Controlling the optical spin Hall effect with light
O. Lafont, M.H. Luk, P. Lewandowski, N.H. Kwong, K.P. Chan, M., Babilon, P.T. Leung, E. Galopin, A. Lemaitre, J. Tignon, S. Schumacher, E., Baudin, R. Binder

TL;DR
This paper introduces a novel double-microcavity design that enables simple and robust control of the optical spin Hall effect, facilitating potential applications in spinoptronic devices by linking incident light intensity to far-field polarization patterns.
Contribution
The paper proposes a specific double-microcavity design that allows direct control of the optical spin Hall effect through incident light intensity, advancing spinoptronic device development.
Findings
Demonstrates control of spin textures via cavity design
Establishes a one-to-one correspondence between light intensity and polarization
Provides a practical scheme for spinoptronic applications
Abstract
The optical spin Hall effect (OSHE) is a transport phenomenon of exciton polaritons in semiconductor microcavities, caused by the polaritonic spin-orbit interaction, that leads to the formation of spin textures.

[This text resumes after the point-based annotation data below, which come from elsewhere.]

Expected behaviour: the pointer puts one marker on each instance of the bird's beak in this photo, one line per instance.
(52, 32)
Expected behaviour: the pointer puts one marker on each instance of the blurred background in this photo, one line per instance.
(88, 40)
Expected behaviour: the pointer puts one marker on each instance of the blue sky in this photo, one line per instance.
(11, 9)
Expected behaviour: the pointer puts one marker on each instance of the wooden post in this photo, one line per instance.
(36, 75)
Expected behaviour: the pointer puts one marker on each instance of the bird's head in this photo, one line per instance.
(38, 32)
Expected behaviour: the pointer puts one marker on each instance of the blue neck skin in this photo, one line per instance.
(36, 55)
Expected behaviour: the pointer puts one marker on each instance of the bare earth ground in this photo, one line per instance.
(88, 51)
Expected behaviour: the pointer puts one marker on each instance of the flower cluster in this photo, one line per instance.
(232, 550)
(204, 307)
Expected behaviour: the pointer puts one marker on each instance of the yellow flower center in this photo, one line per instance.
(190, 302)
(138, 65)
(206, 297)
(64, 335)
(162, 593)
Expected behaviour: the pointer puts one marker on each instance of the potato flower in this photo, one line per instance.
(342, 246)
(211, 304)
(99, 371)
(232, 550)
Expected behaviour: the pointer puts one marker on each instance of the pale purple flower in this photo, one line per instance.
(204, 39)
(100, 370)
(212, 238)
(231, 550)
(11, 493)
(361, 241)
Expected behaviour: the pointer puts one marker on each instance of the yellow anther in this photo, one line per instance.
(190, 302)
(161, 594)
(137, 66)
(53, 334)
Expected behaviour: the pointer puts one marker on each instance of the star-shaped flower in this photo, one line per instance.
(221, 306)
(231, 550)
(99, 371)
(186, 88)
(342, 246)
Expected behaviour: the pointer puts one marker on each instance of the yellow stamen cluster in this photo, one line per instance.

In the semiconductor cavity, the physical basis of the spin orbit coupling is an effective magnetic field caused by the splitting of transverse-electric and transverse-magnetic (TE-TM) modes. The spin textures can be observed in the near field (local spin distribution of polaritons), and as light polarization patterns in the more readily observable far field. For future applications in spinoptronic devices, a simple and robust control mechanism, which establishes a one-to-one correspondence between stationary incident light intensity and far-field polarization pattern, is needed. We present such a control scheme, which is made possible by a specific double-microcavity design.